Я бегу наверх, потом в кухню. Никакой записки нет, и живот скручивает от страха. Ник всегда оставляет записку: мне удалось вбить ему в голову, что я волнуюсь, если не знаю, где он. Сперва он молол всякую чушь вроде: «А чего волноваться-то? Я наверняка где-то, так ведь? Зои и Джейк, очевидно, там же».

Где же они?

Разворачиваюсь к двери, собираясь перевернуть дом вверх дном на предмет записки, которую Нику лучше бы, мать его, все-таки оставить, и краем глаза замечаю яркое пятно. Рабочий стол сбоку от раковины весь в алых лужицах. Красные разводы и на стене. Кровь. О нет. Нет, пожалуйста…

На полу что-то поблескивает. Осколки. Разбитое стекло.

Через три ступени несусь в гостиную. Хватаю телефон и набираю полицию, но тут замечаю листок на телевизоре. Уехали к маме с папой. Вернемся около восьми. Собирался сделать спагетти, но разбил банку томатного соуса. Потом приберу! Отшвырнув телефон, мчусь обратно в кухню, где начинаю истерически хохотать. Томатный соус. Ну конечно. Полиции повезло – я была бы самым нервным их клиентом.

Сажусь за стол и реву, вроде бы даже долго, но мне все равно. Буду плакать сколько захочу. Между всхлипами кляну себя за то, что оказалась такой истеричной дурой.

Через некоторое время успокаиваюсь и наливаю себе вина. На уборку сил нет. Ужас позади, но стресс еще не отпустил. Марк Бретерик, наверное, ощущал себя схоже, только для него кошмар не закончился. Вся его жизнь обратилась в кошмар. Паника не может длиться вечно, но после нее остается постоянный ужас – холодный, рассудочный, бесконечный.

Мысль невыносима. Слава богу, я не представляю, на что это похоже. Слава богу, Зои и Джейку не грозит ничего страшнее омерзительной стряпни матушки Ника.

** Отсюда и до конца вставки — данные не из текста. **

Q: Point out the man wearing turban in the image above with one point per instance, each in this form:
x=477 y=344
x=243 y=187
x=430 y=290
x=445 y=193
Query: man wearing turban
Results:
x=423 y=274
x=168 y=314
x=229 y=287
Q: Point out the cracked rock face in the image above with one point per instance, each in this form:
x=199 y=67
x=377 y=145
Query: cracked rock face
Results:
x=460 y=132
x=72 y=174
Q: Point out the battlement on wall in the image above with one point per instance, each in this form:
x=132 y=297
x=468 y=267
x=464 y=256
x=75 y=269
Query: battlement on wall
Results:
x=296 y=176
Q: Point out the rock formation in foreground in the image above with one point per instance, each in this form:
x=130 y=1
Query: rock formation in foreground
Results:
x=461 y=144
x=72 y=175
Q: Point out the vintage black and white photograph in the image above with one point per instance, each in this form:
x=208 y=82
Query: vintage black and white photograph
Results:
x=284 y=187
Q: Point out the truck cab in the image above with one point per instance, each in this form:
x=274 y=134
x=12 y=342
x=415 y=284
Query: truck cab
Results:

Спускаюсь в прихожую, где оставила сумку, и со снимками и стаканом вина устраиваюсь в гостиной. Теперь, зная, что Ник и дети в безопасности, я могу спокойно подумать. Эта низкая ограда из красного кирпича, цветущая вишня, приземистое синее строение с белыми занавесками… Я все это уже видела раньше, но где? И вдруг слышу, как мой собственный голос произносит: Странно, что они покрасили синим снаружи, не так ли? Не слишком сочетается с окружением. К кому я обращалась? Мозг разгоняется и начинает работать, медленно и неохотно – все же два дня без отдыха и почти без еды, два дня непрерывных потрясений.

Это здание Бритиш Телеком. АТС, наверное. Голубой еще ладно. Спасибо, что не серый.

Ник. Это был Ник. Тут я все вспоминаю. Мы дважды бывали в этом совином приюте с детьми; первый раз, когда Джейк был совсем маленьким, а второй – примерно три месяца назад. Второй визит дался нелегко. Зои пожелала обзавестись совенком, как, впрочем, и Джейк, и оба рыдали минут десять, когда я сказала, что в таком случае им придется делиться. Каждый желал по личной сове. И тогда у Ника случился приступ гениальности – он заявил, что совам, как и детям, лучше жить с папой и мамой. Зои и Джейк признали логичность этого утверждения: раз у них есть мама и папа, то разумно, если и у Оскара они будут.